As of version 0.09, use of CGI.pm for both input and output is seemless when working under Apache::ASP. Thus if you would like to port existing CGI scripts over to Apache::ASP, all you need to do is wrap <% %> around the script to get going. This functionality has been implemented so that developers may have the best of both worlds when building their web applications.

Following are some special notes with respect to compatibility with CGI. Use of CGI.pm in any of these ways was made possible through a great amount of work, and is not gauranteed to be portable with other perl ASP implementations, as other ASP implementations will likely be more limited.

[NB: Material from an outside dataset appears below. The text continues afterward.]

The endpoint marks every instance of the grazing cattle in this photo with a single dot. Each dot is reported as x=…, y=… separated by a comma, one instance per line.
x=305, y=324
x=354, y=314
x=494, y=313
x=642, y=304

Query Object Initialization

You may create a CGI $query object like so:

use CGI;
my $query = new CGI;

As of Apache::ASP version 0.09, form input may be read in by CGI upon initialization. Before, Apache::ASP would consume the form input when reading into $Request->Form(), but now form input is cached, and may be used by CGI input routines.

CGI headers

Not only can you use the CGI $query->header() method to put out headers, but you can also print "Header: value\n", and add similar lines to the top of your script, like:

Some-Header: Value
Some-Other: OtherValue

<html><body> Script body starts here.

Once there are no longer any cgi sytle headers, or the there is a newline, the body of the script begins. So if you just had an asp script like:

print join(":", %{$Request->QueryString});

You would likely end up with no output, as that line is interpreted as a header because of the semicolon. When doing basic debugging, as long as you start the page with <html> you will avoid this problem.

print()ing CGI

CGI is notorious for its print() statements, and the functions in CGI.pm usually return strings to print(). You can do this under Apache::ASP, since print just aliases to $Response->Write(). Note that $| has no affect.

print $query->header();
print $query->start_form();
File Upload

CGI.pm is used for implementing reading the input from file upload. You may create the file upload form however you wish, and then the data may be recovered from the file upload by using $Request->Form(). Data from a file upload gets written to a filehandle, that may in turn be read from. The original file name that was uploaded is the name of the file handle.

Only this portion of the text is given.